The Delta Quuen

Amanda Winstead Fine Art
Sep 20, 2018 8:42PM

“A stranger to this mode of travelling would find it difficult to describe his impressions upon descending the Mississippi for the first time in one of these steam boats…the fare is sumptuous and everything is in style of splendor, order, and regularity, far exceeding that of most city taverns.”

Timothy Flint in History and Geography of the Mississippi Valley, 1832.

American School
The Delta Queen, 19th c.
Amanda Winstead Fine Art

Amanda Winstead Fine Art is pleased to announce an important discovery in maritime art, with the addition of The Delta Queen to their collection.

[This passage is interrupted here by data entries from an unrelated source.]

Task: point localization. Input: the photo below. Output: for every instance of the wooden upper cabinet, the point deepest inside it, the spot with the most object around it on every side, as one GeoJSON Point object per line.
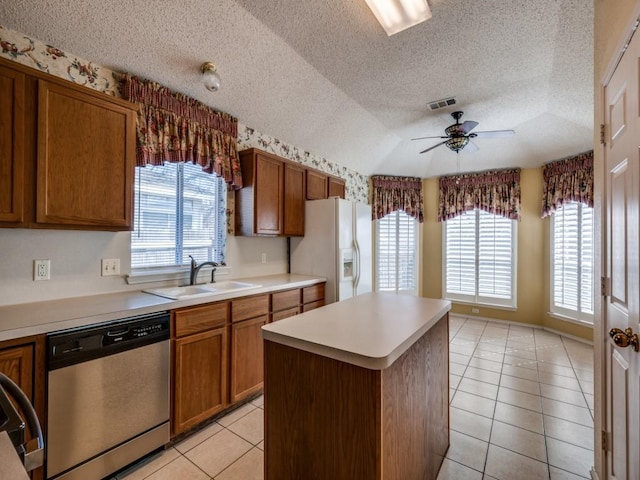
{"type": "Point", "coordinates": [259, 201]}
{"type": "Point", "coordinates": [85, 159]}
{"type": "Point", "coordinates": [272, 199]}
{"type": "Point", "coordinates": [316, 185]}
{"type": "Point", "coordinates": [67, 153]}
{"type": "Point", "coordinates": [336, 187]}
{"type": "Point", "coordinates": [294, 196]}
{"type": "Point", "coordinates": [12, 145]}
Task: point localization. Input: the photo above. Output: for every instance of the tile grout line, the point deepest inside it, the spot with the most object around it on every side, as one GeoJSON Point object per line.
{"type": "Point", "coordinates": [544, 426]}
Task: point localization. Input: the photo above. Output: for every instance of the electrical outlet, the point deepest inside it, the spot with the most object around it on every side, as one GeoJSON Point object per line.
{"type": "Point", "coordinates": [110, 266]}
{"type": "Point", "coordinates": [41, 270]}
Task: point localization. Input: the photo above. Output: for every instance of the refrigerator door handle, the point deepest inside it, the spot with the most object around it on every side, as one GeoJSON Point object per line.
{"type": "Point", "coordinates": [356, 280]}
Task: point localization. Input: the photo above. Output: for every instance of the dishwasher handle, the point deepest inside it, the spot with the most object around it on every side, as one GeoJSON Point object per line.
{"type": "Point", "coordinates": [34, 459]}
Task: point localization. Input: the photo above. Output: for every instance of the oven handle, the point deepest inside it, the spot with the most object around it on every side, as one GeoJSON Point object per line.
{"type": "Point", "coordinates": [35, 458]}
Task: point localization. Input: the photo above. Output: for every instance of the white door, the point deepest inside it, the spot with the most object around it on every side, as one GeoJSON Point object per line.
{"type": "Point", "coordinates": [622, 364]}
{"type": "Point", "coordinates": [347, 254]}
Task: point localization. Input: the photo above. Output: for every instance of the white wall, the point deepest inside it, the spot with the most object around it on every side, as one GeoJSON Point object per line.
{"type": "Point", "coordinates": [76, 259]}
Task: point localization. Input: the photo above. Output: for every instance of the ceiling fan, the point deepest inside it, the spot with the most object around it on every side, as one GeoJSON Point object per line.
{"type": "Point", "coordinates": [459, 135]}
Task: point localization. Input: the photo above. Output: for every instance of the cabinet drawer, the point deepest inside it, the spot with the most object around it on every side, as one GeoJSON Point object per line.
{"type": "Point", "coordinates": [313, 305]}
{"type": "Point", "coordinates": [282, 314]}
{"type": "Point", "coordinates": [199, 319]}
{"type": "Point", "coordinates": [313, 293]}
{"type": "Point", "coordinates": [284, 300]}
{"type": "Point", "coordinates": [250, 307]}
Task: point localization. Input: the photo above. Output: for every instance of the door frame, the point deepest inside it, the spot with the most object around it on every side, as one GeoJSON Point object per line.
{"type": "Point", "coordinates": [600, 325]}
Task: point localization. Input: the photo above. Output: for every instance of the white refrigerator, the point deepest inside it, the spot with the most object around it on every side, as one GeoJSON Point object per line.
{"type": "Point", "coordinates": [336, 245]}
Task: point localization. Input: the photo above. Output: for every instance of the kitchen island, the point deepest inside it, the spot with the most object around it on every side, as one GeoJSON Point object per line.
{"type": "Point", "coordinates": [358, 390]}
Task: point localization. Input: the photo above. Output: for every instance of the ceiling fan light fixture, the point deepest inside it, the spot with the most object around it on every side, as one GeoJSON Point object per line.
{"type": "Point", "coordinates": [398, 15]}
{"type": "Point", "coordinates": [457, 143]}
{"type": "Point", "coordinates": [210, 77]}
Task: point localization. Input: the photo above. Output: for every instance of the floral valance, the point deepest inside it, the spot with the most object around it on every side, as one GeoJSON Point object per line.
{"type": "Point", "coordinates": [397, 193]}
{"type": "Point", "coordinates": [173, 127]}
{"type": "Point", "coordinates": [496, 192]}
{"type": "Point", "coordinates": [567, 180]}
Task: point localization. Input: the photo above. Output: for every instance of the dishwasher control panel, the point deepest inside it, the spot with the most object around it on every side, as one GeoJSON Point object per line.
{"type": "Point", "coordinates": [73, 346]}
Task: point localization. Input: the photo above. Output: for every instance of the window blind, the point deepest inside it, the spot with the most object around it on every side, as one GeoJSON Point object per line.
{"type": "Point", "coordinates": [479, 260]}
{"type": "Point", "coordinates": [179, 211]}
{"type": "Point", "coordinates": [572, 261]}
{"type": "Point", "coordinates": [396, 253]}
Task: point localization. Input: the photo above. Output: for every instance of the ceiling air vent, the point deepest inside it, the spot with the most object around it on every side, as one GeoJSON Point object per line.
{"type": "Point", "coordinates": [445, 102]}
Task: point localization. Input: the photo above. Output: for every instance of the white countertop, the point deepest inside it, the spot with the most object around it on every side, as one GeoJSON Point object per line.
{"type": "Point", "coordinates": [372, 330]}
{"type": "Point", "coordinates": [26, 319]}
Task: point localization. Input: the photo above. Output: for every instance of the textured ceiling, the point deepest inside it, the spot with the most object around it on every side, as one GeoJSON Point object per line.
{"type": "Point", "coordinates": [324, 76]}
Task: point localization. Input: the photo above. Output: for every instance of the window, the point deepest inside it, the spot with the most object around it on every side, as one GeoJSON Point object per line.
{"type": "Point", "coordinates": [480, 259]}
{"type": "Point", "coordinates": [179, 211]}
{"type": "Point", "coordinates": [396, 253]}
{"type": "Point", "coordinates": [572, 262]}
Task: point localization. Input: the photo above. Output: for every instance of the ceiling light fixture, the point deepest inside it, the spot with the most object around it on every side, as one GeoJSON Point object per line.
{"type": "Point", "coordinates": [210, 77]}
{"type": "Point", "coordinates": [398, 15]}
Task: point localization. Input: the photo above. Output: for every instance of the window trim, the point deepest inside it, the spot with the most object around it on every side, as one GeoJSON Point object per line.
{"type": "Point", "coordinates": [476, 299]}
{"type": "Point", "coordinates": [177, 273]}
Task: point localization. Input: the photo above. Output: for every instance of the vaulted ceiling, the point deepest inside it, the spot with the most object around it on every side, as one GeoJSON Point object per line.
{"type": "Point", "coordinates": [325, 77]}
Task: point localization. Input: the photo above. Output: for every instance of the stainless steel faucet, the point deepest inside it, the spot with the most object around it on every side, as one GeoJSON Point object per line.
{"type": "Point", "coordinates": [195, 269]}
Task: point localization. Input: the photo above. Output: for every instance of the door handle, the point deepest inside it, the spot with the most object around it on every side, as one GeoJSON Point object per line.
{"type": "Point", "coordinates": [625, 338]}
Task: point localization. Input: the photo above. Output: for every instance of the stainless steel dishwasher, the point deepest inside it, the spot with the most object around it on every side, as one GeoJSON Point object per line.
{"type": "Point", "coordinates": [108, 396]}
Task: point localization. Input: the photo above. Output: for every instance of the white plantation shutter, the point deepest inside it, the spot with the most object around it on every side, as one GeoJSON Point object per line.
{"type": "Point", "coordinates": [460, 248]}
{"type": "Point", "coordinates": [572, 261]}
{"type": "Point", "coordinates": [179, 211]}
{"type": "Point", "coordinates": [396, 253]}
{"type": "Point", "coordinates": [479, 260]}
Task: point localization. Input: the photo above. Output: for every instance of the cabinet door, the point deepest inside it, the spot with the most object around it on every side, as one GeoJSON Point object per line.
{"type": "Point", "coordinates": [17, 364]}
{"type": "Point", "coordinates": [85, 159]}
{"type": "Point", "coordinates": [247, 373]}
{"type": "Point", "coordinates": [336, 187]}
{"type": "Point", "coordinates": [200, 378]}
{"type": "Point", "coordinates": [294, 197]}
{"type": "Point", "coordinates": [316, 185]}
{"type": "Point", "coordinates": [268, 196]}
{"type": "Point", "coordinates": [12, 145]}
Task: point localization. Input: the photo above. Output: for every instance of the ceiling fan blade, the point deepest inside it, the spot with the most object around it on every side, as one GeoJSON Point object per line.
{"type": "Point", "coordinates": [470, 147]}
{"type": "Point", "coordinates": [435, 146]}
{"type": "Point", "coordinates": [422, 138]}
{"type": "Point", "coordinates": [467, 126]}
{"type": "Point", "coordinates": [494, 133]}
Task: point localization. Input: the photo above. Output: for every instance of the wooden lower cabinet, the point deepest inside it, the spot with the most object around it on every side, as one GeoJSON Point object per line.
{"type": "Point", "coordinates": [247, 375]}
{"type": "Point", "coordinates": [200, 373]}
{"type": "Point", "coordinates": [23, 361]}
{"type": "Point", "coordinates": [330, 419]}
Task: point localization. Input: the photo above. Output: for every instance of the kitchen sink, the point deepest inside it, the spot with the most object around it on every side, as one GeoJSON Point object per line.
{"type": "Point", "coordinates": [194, 291]}
{"type": "Point", "coordinates": [233, 285]}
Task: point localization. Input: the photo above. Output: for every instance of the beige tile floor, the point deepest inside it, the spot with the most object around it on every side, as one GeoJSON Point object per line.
{"type": "Point", "coordinates": [521, 408]}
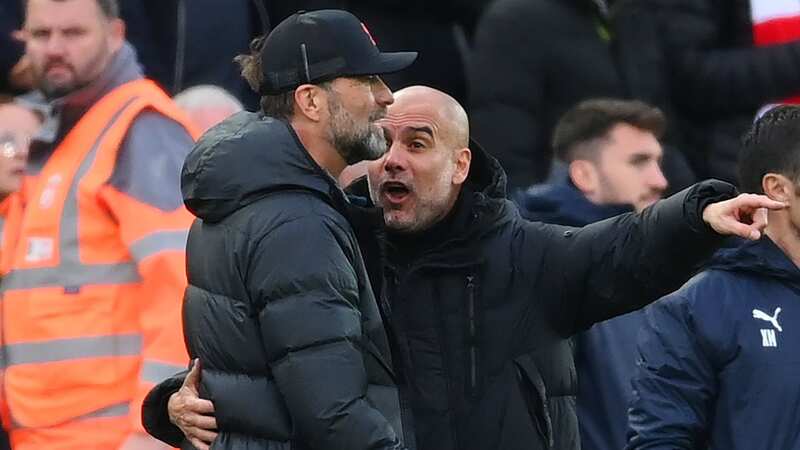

Amanda Winstead Fine Art has painstakingly identified a body of work by a previously undocumented 19th century maritime artist specializing in portraiture of paddlewheelers. These steamboats hold a special place in the history and culture of the South. Historically, they were the main commercial and transportation portal of the South via the Mississippi River, allowing people and goods to be connected with neighboring states previously isolated. Culturally, they embodied a new era of progress and luxury transportation prior to the interstate highway and rail systems. Powered by a steam engine and propelled with stern or side wheels, paddlewheelers were sometimes deemed “floating palaces,” often drawing a crowd to the dock with their luxurious design and entertainment.

Portraits of paddlewheelers exist in an intersection of nature and culture and their illustrations are used to highlight the aura these steamboats held. The artist represented here (while unnamed) accurately captures the spirit of these vessels. Choosing to depict historically accurate renderings of paddlewheelers but with fabricated names, the artist creates a fictitious personality meant to heighten the romanticized perceptions of industriousness and glamour. Amanda Winstead Fine Art has identified six paintings of paddllewheelers by the hand of this unidentified artist: the Eclipse, Eleanora, Fuegla, New Orleans River Company Express, Challenge, and the Bayou Belle. With the Delta Queen and the aforementioned portraits, the artist works in a meticulous fashion with extreme attention to the details of the figures, railings, and ship accessories. The stylized renderings make this artist’s hand easy to identify, and the materials used and style of ship depicted dates this artist to roughly the 1870s.

Amanda Winstead Fine Art prides themselves on unparalleled connoisseurship and understanding of the Southern Regional paintings market.  We invite your inquiry.

Reference: Busch, Jason T., et al., Currents of Change: Art and Life Along the Mississippi River 1850-1861, The Minneapolis Institute of Arts, 2004.